Of a kangaroo species:

consists of molecules with an average temperature of 36 degrees C

Of marsupials:

consists of molecules with an average temperature of 36 degrees C



>> I can see it might be useful to want to distinguish between emergent 
>> properties of species, and those that they inherit in an additive
>> fashion from their members - but I *don't* think the desire to make
>> this distinction can justify bending the whole concept of
>> "species selection" out of shape.
 
> Don't get me started on emergence. It is, IMNSHO, a different way of
> saying "we can't calculate it ahead of time", that's all. It has no
> ontological implications, only epistemic ones.

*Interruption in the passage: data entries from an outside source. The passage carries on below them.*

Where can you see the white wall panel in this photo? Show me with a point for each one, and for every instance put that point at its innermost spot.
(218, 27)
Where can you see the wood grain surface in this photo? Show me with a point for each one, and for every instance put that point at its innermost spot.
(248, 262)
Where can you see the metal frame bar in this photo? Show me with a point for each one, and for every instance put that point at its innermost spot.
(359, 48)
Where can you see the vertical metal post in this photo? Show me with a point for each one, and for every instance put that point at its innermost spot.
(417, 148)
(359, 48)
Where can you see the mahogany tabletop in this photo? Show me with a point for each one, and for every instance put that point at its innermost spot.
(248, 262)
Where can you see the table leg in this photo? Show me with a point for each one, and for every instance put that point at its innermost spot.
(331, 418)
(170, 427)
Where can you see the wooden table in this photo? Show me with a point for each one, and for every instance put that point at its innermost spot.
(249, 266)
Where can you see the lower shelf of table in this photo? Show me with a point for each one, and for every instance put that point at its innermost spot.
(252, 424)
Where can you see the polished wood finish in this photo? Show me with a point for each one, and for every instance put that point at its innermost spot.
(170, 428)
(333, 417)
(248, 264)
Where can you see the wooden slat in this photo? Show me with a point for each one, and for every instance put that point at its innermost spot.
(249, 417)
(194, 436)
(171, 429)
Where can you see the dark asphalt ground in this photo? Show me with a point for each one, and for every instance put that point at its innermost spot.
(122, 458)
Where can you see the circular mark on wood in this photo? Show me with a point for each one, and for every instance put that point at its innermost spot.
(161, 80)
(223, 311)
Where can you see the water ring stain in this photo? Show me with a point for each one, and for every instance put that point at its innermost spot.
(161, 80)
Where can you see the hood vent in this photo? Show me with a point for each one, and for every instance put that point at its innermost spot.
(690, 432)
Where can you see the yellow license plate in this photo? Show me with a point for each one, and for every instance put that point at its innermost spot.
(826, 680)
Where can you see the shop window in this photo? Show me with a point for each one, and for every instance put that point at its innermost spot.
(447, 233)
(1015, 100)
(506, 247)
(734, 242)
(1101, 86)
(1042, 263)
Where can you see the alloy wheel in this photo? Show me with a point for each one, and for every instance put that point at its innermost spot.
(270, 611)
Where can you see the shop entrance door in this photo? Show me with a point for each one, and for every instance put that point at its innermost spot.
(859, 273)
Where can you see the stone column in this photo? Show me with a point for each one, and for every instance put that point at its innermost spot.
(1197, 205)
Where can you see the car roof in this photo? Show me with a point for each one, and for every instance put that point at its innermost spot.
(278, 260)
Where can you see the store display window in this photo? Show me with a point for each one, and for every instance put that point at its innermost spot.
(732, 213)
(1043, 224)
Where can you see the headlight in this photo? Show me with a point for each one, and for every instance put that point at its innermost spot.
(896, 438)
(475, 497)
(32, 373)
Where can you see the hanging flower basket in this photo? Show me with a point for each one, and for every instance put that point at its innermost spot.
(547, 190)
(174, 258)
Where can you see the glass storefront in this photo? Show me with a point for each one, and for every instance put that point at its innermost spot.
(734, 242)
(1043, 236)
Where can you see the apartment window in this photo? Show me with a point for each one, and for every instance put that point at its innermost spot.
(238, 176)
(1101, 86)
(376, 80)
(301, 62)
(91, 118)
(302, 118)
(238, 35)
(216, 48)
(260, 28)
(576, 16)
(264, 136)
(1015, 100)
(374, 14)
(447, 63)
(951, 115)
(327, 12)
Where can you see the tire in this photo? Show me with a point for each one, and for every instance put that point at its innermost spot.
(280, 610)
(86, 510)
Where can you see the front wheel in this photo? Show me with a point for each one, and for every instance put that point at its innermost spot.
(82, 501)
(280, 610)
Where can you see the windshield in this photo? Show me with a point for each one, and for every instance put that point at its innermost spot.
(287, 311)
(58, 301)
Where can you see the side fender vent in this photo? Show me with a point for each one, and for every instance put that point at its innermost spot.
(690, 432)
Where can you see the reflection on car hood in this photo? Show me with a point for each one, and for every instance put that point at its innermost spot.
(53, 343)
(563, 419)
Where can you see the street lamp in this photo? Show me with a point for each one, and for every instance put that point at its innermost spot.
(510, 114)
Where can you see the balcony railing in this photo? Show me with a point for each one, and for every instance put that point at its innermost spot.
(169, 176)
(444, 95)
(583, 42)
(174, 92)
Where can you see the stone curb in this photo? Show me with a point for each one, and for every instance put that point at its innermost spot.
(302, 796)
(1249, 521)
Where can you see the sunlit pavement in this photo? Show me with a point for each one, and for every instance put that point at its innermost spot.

I was always bad at resisting an intellectual challenge :-) But 
forgetting about whether we can calculate properties ahead of time or 
whether that implies anything about the properties, there are properties 
of species that appear at the species (or at least population) level. For 
instance, the reproductive rate of rats decreases with increasing 
density. At an individual level this causes the reproductive rate to vary 
significantly with density, while at the level of the population it 
causes the reproductive rate to be relatively constant despite changes in 
density. This species level property of rats has been implicated in the 
ubiquity of rats on small islands.


Flocking is another example. Passenger pigeons became extinct even though 
there was still a rather large population present when hunting pressure 
eased. For each individual bird during their heyday, the flocking 
behavior was adaptive. Once the population was reduced, the behavior was 
no longer adaptive - but only _because_ of the reduction in overall 
population. Is this individual selection? Well, in one sense, yes - 
however it may be better understood with reference to the species.The 
behavior pattern could not emerge until the pigeons became numerous, and 
it did not become non-adaptive until the pigeon population was decimated.


 
>> *Everyone* agrees that species selection in biology should refer to
>> differential reproductive success of species - i.e. on selection
>> "choosing" species on the basis of differences between them.
>> 
>> The sole point of contention is whether things like;
>> 
>> * "consisting of large organisms"
>> 
>> ...and...
>> 
>> * "consisting of winged organisms";
>> 
>> ...should be permitted as properties of species which are eligible
>> for being used to distinguish between them.
> 
> Logically, yes, they can. That is why I said above it is logically
> possible. But "consisting of winged organisms" has to have an
> *economic* differential value for the *species* to be selected (or any
> supraorganismal entity). Otherwise the species merely inherits the
> selective values of the organisms, and there is no species *selection*
> going on here, just sorting.

It has been argued that one of the things that did the dinosaurs in after 
the comet hit might have been that sex of dinosaurs was still based on 
incubation temperature, as it is in crocodilians. So after the fall there 
were too many males - this should also have been true in humans, unless 
Cain and Abel had an unrecorded sister :-) Now are you going to argue 
that this is simply sorting? At some point the distinction loses value, 
because it fails to distinguish between characteristics - e.g.large 
populations of small individuals - that are typical of many species 
across many taxa, and characteristics - e.g. turtles having a carapace - 
that are typical of only a single order. That order includes  dominant 
species in most freshwater ponds, but in few other ecosystems. How is 
this phenomenon best understood? The particulars of the species changes 
from pond to pond, but they are all turtles.